Thursday, 2 April 2009

Take the Dream.

I have a great deal of trouble with sleep. It's not just that I'm an insomniac: all sorts of weird/annoying things happen even after I do manage to nod-off.

An example of this is sleep paralysis, a fucking weird experience and no mistake. I experienced this quite regularly for ten years - I'd say from about age 12 or 13 up to about 23 or 24 and it was only relatively recently that I found out what it was - the power of the internet and an imaginative search-string holding the key - so at the time when it was actually happening I had no fucking idea.

It was extremely frightening the first few times. Who wouldn't be shit-scared if they suddenly found that they were paralysed for no apparent reason! That first time the shock sort of jolted me out of it (or, as I now know, I woke up) freaked out and very very sleepy. So I probably fell asleep and forgot all about it.

Until it happened again about a week later. This time I wasn't so shocked, so I didn't wake up as soon as I realised that I couldn't move. I just sort of lay there experiencing an increasing sense of what wikipedia calls an 'acute sense of danger'. It was probably the most frightening experience of my life that second time. Not only did the shock not wake me but I had the other instance as a sort of reference - it happened once for a very short time and now it's happening for longer.

'What the fuck! Am I paralysed now? Because if I am I'd like to point out that I'd rather not be if that's at all possible'. I possibly might have mused.

Eventually I calmed down a little bit.

Ok, was I really paralysed? I tried to move stuff. Really fucking tried with force of will to move stuff and eventually my toes wiggled and the 'spell' broke. I turned over in bed, relaxed and drifted off to sleep,,,,

...except I soon noticed that I couldn't move again.

'Fuck!' I probably thought and put all my mental will into to wiggling my toes. It worked pretty quickly that time! Woohoo! I can escape at will!

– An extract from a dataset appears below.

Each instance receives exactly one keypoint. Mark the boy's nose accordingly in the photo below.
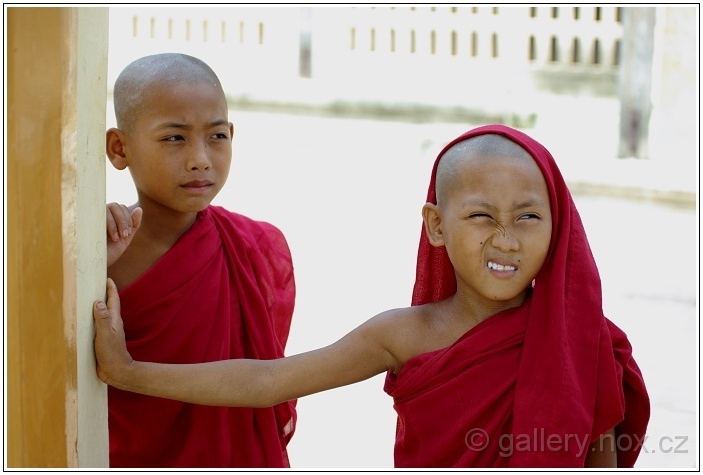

Now that I am in possession of that nugget maybe I can play around with this and work out what's going the fuck on.

It didn't happen for a few nights, but when it did I went with it a bit. I took in the experience with no sense of danger , cute or otherwise (well maybe a wee tiny fear, bit nothing overwhelming), and it must have been when I fell asleep and dreamed that I'd fallen out of my body.

That's right folks, I fell out of my body and landed on my bedroom floor - all the while thinking I was not only awake, but also paralysed - and the sense of un-cute danger returned with a vengeance.

'Shit-on-a-motherfucking-stick' I probably pondered, and the shock again pulled my out of it - I dreamed that I was 'sucked' back into my body and when I reached it I noticed that it was no longer paralysed.

The atheist in me was confused. I was convinced that it wasn't a dream - it seemed so real - so I discounted that far to quickly (considering it was the truth) if the best result was finding out what the fuck was going on. And I did want to know that, so I kept it pretty much to myself and developed an interest in Sumerian Mythology instead.

It's probably a good thing that I did dismiss it though, because for the next wee while it was great fun playing with it. The best trip you ever had. Literally dreaming whilst you are fully concious! And being in complete control of the dream (but not the environment: the illsion of reality of environment was crucial to making it work I suppose) at the same time!

Take that LSD!

Fuck you peyote!

Kiss my skinny arse ketamin!

I missed it when it stopped happening.

The reason I mention it is because it has recently (within the past 3 years) been semi-reprised with a new weird mid-sleep sport: lucid dreaming (apparently you can teach yourself how to do this). Lucid dreaming is nowhere near as weird or scary though.

It tends to start when something familiar looks out of place. My lucid dreams normally start off in my flat because my unconscious (or the part of me that creates the dreams) seems to work on general-ism and archetypes so there are usually things that the me who experiences the dream can pick out that are out of place.

(I'm not really sure what part of me creates the dreams and what part experiences them, and therefore uncovers the sham, so forgive the vague language and/or pronouns.)

The realisation that I was dreaming woke me up the first few times, but after that I only wake up when something fucked up happens and I want to leave the dream.

I quite enjoy the odd lucid dream, even though they are less 'controllable' than the sleep paralysis hallucinations, so I turned the light switch in my bedroom upside down.

Another fucking non sequitur Mark?

No. I turned the switch upside down because I suspected that the dream-creating-me was too stupid to remember (or even know) that I had done it.

And I was right, that light switch initiated more lucid dream adsventures than anything else.

Although, unfortunately, my cat is beginning to take over that role o late. I wish my fucking unconscious or whatever would get it it into my thick head that my cat is dead and that it is rather rude to jolt someone out of a dream with a vision of his not long dead cat miawing at him. That just ruins it and I end up waking up immediately and annoyed. Then writing this blog entry.

I think that sleep hates me. It even fucks with me when I'm not awake.